A new multi-agent system replaces human labor with a coordinated team of scouting, harvesting, and transport robots.

Researchers at Perm Polytechnic University have developed a revolutionary robotic system for berry harvesting that distributes tasks among a team of specialized machines instead of relying on a single, complex robot. The innovation aims to automate one of the most labor-intensive agricultural processes, addressing the growing shortage of seasonal workers.

Each summer, the demand for strawberries, blueberries, and other berries exposes a serious bottleneck in farming: manual picking drives up costs and retail prices.
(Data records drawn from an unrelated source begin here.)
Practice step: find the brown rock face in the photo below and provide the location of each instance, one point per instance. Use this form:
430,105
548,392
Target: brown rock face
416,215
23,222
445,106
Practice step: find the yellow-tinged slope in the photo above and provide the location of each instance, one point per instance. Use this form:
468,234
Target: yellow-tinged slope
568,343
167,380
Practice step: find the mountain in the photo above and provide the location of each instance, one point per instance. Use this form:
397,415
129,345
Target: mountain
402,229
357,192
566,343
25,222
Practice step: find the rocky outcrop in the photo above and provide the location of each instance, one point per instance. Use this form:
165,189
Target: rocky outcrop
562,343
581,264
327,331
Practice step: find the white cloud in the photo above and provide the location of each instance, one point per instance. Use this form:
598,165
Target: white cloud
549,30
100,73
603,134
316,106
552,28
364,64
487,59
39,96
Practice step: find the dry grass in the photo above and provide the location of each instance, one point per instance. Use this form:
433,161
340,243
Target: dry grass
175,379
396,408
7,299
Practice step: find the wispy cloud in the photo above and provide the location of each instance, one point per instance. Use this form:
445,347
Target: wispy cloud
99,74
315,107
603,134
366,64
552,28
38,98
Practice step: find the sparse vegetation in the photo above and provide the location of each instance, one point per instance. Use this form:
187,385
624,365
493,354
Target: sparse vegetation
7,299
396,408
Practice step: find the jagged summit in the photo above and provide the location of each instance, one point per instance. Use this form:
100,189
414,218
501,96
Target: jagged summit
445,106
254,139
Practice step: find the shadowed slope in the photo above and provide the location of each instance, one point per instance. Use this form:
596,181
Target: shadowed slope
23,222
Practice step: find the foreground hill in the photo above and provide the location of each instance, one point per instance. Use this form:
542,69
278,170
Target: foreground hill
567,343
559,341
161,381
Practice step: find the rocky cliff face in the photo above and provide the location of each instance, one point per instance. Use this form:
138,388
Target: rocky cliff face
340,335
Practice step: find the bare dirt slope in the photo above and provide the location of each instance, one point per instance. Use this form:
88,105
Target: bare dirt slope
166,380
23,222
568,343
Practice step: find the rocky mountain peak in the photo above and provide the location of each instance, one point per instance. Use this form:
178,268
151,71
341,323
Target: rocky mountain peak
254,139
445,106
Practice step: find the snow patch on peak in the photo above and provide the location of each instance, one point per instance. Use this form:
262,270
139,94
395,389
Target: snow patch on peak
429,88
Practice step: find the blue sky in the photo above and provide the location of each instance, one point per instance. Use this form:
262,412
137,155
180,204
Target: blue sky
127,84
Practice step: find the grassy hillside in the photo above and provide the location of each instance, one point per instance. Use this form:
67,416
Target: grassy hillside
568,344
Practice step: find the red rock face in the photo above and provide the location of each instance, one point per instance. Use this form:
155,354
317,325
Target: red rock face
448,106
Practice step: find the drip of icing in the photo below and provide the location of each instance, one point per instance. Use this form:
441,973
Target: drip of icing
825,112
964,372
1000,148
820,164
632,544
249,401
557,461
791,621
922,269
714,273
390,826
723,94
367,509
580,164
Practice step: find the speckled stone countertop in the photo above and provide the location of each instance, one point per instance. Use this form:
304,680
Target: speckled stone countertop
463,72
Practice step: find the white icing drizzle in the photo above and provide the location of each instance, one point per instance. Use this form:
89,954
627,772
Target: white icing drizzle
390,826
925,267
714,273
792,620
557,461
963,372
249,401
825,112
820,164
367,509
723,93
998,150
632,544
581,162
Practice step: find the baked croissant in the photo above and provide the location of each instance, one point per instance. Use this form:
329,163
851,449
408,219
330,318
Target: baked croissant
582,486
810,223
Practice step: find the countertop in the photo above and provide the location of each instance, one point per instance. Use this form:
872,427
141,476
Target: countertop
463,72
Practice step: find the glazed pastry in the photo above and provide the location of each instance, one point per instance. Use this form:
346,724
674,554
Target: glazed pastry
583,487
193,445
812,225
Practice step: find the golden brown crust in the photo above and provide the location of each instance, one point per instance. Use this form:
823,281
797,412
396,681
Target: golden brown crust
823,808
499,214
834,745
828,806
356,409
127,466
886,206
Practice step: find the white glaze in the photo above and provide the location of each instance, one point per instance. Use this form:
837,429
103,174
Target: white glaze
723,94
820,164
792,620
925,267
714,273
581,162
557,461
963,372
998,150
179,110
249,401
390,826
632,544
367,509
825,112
In 2025 alone, Russia required around 50,000 seasonal workers for the harvest. Existing machines and drones often miss berries hidden under leaves or operate inefficiently, leaving sections of fields unpicked.

“The idea of a single robot that can search, pick, and transport berries at once is technically complex and economically inefficient,” explained Anton Posyagin, associate professor at the university’s Department of Automation and Telemechanics. “Such machines are usually too heavy, compact the soil, and consume too much energy. Our approach distributes these functions among three types of automated assistants: compact scouts detect ripe berries, manipulator robots carefully harvest them, and bunker agents handle transportation. This setup allows all operations to run in parallel, greatly increasing overall productivity.”

For a field of up to five hectares, the optimal lineup includes five or six scouts, two or three pickers, and one or two transporters, ensuring full coverage and continuous workflow.

Centralized Coordination

At the heart of the system is a central control platform that coordinates all robotic actions. A main computer builds a shared map of the terrain, plans optimal routes, and issues commands over a secure radio network.

Field tests of the prototype have already confirmed the system’s advantages. Researchers have built a working scout robot—a compact tracked vehicle equipped with navigation sensors.

“We’re now integrating a computer vision system for identifying ripe berries and developing dedicated manipulators for gentle harvesting, along with transport agents for delivery,” Posyagin added.

The project represents a major step in Russia’s agricultural digital transformation, showing how robotics can tackle one of the toughest challenges in farming. By automating berry picking through intelligent teamwork, the system could boost yields, reduce costs, and make fresh produce more affordable worldwide—while redefining what fieldwork looks like in the era of smart farming.